Common Misconception: Yarn as a Toy

We’ve all seen the cartoons—an animal, usually a cat, batting around a ball of yarn and having the time of his life. Yarn will catch the attention of most pets; it moves around, it’s easy to catch, and chewing on it can be a pleasurable experience. The material is also very cheap and easily accessible, making it a popular “do it yourself” toy option. However, yarn can pose an incredible danger to animals regardless of age.

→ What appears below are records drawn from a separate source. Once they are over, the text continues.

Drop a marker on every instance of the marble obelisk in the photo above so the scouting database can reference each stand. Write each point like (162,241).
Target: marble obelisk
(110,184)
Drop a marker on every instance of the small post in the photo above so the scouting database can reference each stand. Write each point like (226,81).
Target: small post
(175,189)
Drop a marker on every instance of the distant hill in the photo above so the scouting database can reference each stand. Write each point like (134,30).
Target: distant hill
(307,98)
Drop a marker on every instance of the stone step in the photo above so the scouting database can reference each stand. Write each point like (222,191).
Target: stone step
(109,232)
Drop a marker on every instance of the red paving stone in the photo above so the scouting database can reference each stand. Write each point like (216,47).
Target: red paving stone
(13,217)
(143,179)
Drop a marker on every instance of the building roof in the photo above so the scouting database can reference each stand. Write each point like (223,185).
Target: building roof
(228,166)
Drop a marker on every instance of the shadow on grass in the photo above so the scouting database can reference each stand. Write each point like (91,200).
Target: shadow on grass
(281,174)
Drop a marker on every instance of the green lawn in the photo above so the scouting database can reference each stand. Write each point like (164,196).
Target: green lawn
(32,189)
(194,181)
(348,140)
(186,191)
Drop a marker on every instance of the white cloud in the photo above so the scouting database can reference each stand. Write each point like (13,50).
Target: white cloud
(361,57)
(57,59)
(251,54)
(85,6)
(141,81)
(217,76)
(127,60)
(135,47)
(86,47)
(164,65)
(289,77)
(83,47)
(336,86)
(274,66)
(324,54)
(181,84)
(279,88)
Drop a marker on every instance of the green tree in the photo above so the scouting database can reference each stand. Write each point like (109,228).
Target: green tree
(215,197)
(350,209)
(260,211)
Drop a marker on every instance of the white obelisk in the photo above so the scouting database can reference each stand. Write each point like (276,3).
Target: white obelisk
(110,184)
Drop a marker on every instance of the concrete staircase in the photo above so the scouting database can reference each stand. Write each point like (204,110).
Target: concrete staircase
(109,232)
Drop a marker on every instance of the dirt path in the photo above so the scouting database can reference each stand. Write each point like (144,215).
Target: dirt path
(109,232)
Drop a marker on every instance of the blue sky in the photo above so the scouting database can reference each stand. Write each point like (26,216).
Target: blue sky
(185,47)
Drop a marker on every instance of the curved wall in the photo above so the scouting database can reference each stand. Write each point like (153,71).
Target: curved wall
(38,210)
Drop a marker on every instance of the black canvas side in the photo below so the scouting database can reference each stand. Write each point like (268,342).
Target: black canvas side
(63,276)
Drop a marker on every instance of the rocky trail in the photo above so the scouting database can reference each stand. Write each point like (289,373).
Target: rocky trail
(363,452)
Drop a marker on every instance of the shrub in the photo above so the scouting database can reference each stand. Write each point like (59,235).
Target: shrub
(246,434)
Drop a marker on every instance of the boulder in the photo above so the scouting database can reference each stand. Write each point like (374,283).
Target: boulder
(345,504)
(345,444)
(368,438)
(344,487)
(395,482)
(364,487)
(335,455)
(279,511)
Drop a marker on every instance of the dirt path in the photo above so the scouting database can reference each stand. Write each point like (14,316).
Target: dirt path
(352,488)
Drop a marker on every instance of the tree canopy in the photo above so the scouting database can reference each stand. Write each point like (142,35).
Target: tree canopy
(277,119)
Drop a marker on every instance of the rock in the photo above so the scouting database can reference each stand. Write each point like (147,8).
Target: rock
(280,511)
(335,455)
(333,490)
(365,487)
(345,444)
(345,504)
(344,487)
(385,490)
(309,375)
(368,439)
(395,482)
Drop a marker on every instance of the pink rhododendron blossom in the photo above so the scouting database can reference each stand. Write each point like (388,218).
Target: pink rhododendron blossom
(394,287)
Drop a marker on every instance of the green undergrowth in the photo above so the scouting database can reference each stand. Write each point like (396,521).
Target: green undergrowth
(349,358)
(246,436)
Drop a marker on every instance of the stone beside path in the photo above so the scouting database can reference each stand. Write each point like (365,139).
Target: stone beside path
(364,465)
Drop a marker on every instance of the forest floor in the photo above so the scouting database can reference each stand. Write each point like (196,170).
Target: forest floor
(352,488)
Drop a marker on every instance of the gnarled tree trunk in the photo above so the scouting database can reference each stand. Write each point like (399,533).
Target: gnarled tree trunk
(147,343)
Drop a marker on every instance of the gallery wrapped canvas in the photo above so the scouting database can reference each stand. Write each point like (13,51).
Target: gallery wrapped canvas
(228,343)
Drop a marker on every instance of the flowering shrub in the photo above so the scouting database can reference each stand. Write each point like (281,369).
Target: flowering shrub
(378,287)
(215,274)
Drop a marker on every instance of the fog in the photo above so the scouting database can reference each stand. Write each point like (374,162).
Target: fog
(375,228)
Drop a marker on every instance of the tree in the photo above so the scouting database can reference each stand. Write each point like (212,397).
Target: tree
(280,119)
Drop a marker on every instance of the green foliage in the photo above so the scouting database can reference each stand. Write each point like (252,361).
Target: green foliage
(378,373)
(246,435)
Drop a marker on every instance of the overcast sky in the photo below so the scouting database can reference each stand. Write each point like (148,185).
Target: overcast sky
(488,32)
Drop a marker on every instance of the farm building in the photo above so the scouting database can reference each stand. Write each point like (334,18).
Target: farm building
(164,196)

Pets begin to chew on toys when they are teething. As with humans, this is a way to sooth the painful sensation of new, growing teeth. Many pets continue this behavior into adulthood when they are bored or anxious—think: a dog with a bone or a cat with a kickeroo. If possible, it is best to discourage chewing as an animal pastime. It can be destructive to your home and belongings but also dangerous if your pet ingests something sharp, large, or indigestible—such as yarn.

Cats, in particular, are drawn to string and long, flexible objects. Unfortunately, this material is among some of the most dangerous an animal can use as a toy. Ingesting yarn can lead to what veterinarians refer to as “linear foreign bodies,” which occurs when something like string gets wrapped in and around the digestive tract. Surgery is the only method for safely removing the material.

This danger is not limited to yarn—it incudes everything from long clothing fibers to dental floss. It is therefore essential to properly store these materials, as just a couple of inches of string is enough to cause significant damage. If you use string toys with your animals, read through customer reviews to ensure the object is sturdily-built. Store them safely and properly.

If your pet does ingest a piece of yarn, floss, or string, take them to the vet as soon as possible. To that end, never pull on or try to remove a string that is stuck in your pet’s throat or butt; it could very well be wrapped around their digestive tract, and your removal might cause serious internal damage.